For a lost Phoenix Suns season, rookie Devin Booker’s appearance in the Three-Point Contest and late addition to the Rising Stars Challenge at the 2016 NBA All-Star weekend should give something for Suns fans to cheer about.
It won’t be easy on the youngest player to ever take part in the three-point event. He’ll be squaring off with defending champion and likely MVP Stephen Curry, former ASU star James Harden and sharpshooters Klay Thompson, Khris Middleton, Kyle Lowry, J.J. Redick and Chris Bosh.
But if Booker puts on a show there or with the United States team in the Rising Stars event, he’ll join this short-list of memorable All-Star moments involving Phoenix players.
The best, ‘first’ dunk champ
When the Dunk Contest became a part of NBA All-Star weekend in 1984 — the first official dunk contest since a 1976 event for the ABA — the Suns’ Larry Nance was first to take home the crown.
Nance started off with a cradling reverse dunk along the baseline and played it safe in two more first-round dunks before a thunderous, off-the-backboard dunk in the second round earned him a near-perfect 49. A double slam with a ball in each hand followed and propelled him to the finals. There, he put one of the best dunkers of all-time, Julius Erving, away with a side windmill in the final round.
Most creative dunk
Amare Stoudemire brought back memories of former Suns big man Nance as a big-man dunker. Part of the the 2004-05 squad’s representation in the All-Star game, Stoudemire didn’t win but his opening double-clutch slam was followed by an off-the-glass, head-assisted pass from point guard Steve Nash.
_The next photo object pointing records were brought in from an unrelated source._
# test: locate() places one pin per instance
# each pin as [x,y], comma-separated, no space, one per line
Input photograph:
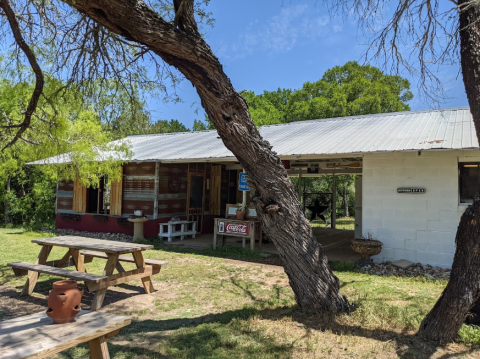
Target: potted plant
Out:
[366,247]
[241,210]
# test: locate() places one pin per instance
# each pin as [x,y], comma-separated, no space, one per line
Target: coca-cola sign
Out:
[233,228]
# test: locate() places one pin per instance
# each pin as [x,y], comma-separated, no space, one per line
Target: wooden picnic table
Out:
[34,336]
[95,248]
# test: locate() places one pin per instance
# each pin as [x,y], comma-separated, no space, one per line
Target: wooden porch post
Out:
[334,203]
[155,196]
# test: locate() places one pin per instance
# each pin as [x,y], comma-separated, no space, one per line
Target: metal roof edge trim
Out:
[383,114]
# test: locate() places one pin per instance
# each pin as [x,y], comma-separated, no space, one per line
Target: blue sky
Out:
[264,45]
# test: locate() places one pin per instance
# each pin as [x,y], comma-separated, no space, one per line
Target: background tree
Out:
[116,33]
[347,90]
[437,33]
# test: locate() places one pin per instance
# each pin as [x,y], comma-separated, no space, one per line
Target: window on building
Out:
[96,198]
[469,180]
[106,199]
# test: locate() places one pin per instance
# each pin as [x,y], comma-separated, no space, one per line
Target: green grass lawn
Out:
[347,223]
[210,306]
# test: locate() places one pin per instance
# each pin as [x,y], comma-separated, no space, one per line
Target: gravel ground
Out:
[417,270]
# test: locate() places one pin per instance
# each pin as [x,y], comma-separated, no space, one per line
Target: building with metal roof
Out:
[400,131]
[416,172]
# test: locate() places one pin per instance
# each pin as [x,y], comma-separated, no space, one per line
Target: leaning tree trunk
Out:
[7,202]
[345,201]
[447,316]
[315,286]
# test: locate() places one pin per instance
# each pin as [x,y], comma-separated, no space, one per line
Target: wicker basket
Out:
[366,247]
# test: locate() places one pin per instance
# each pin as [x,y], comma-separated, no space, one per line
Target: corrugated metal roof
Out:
[400,131]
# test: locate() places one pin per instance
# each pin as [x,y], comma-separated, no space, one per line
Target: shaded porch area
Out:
[335,241]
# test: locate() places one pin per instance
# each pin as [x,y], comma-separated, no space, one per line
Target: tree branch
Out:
[32,105]
[184,16]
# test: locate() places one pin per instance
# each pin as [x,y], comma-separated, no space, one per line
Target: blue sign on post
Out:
[243,182]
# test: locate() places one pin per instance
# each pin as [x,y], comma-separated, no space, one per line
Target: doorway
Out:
[196,193]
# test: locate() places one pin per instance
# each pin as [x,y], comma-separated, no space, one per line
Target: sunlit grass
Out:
[208,306]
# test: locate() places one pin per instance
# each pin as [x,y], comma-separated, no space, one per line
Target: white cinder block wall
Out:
[416,227]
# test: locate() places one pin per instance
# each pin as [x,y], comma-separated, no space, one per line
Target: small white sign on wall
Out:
[411,190]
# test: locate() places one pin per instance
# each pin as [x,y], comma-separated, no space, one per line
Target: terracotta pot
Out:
[366,247]
[240,214]
[64,301]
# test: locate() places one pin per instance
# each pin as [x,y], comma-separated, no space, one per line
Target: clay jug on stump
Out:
[64,301]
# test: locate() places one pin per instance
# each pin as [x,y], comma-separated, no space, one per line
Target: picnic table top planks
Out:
[101,245]
[34,336]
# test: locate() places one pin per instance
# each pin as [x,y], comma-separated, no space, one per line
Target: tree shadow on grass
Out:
[222,335]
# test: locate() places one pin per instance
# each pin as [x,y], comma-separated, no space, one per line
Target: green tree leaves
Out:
[347,90]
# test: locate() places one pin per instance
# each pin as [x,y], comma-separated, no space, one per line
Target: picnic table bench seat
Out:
[71,274]
[89,255]
[34,336]
[113,251]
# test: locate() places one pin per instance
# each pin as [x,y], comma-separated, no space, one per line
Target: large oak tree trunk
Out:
[463,289]
[7,202]
[345,201]
[315,286]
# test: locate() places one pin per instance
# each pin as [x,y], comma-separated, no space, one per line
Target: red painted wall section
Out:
[150,228]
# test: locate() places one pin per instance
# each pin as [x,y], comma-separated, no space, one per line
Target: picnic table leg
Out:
[261,237]
[79,264]
[252,237]
[108,271]
[98,348]
[140,262]
[33,276]
[64,259]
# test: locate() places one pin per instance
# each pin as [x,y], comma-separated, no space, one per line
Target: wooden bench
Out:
[94,283]
[89,255]
[22,268]
[34,336]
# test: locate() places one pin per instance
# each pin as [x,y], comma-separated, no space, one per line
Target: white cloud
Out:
[281,33]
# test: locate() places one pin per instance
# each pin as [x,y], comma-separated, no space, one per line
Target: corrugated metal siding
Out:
[402,131]
[172,187]
[138,188]
[65,196]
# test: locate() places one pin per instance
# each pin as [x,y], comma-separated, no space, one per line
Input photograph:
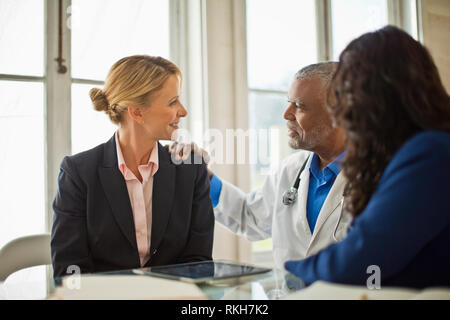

Best-made for the three-point contest
Suns teammates Joe Johnson and Quentin Richardson found themselves in the 3-point contest in 2005. While Johnson was forced to take the “jump” out of his successful jump shot in order to complete the event before the shot-clock buzzed, Richardson’s quick trigger proved perfect for the format. He hit the last nine shots to take the title that year.
The commentary from the TNT crew of former Suns star Charles Barkley and future general manager Steve Kerr added to the nostalgia (Barkley’s opinion of his old franchise sure has changed over the past decade).
Maybe he could see through the blindfold.
Nonetheless, the Dunk Contest is about showmanship, and the Suns’ Cedric Ceballos got the crowd involved with this blind 1992 slam dunk that won him the contest. The dunk has gone down as one of the most memorable in the event’s history.
You might forget that Shaquille O’Neal was a 2009 All-Star for the Suns, in part thanks to the now-archaic voting system that forced centers onto rosters ahead of sometimes more deserving and more talented forwards.
Yet, the “Big Cactus” took home co-MVP honors in the game held in Phoenix along with former teammate Kobe Bryant. While his extended ball-handling during the game was fun enough, Shaq stole the show before it even began when he was introduced along with the dance group Jabbawockeez.
The best part of history — in a bad way
This wasn’t even the first time Suns forward Shawn Marion found himself on the bad end of a Michael Jordan buzzer-beater, but it sure was a memorable one.
Jordan’s final All-Star appearance in 2003 ended with a fadeaway jumper in overtime — once again over the Suns’ All-Star.
It’s not a good memory, but a historic one.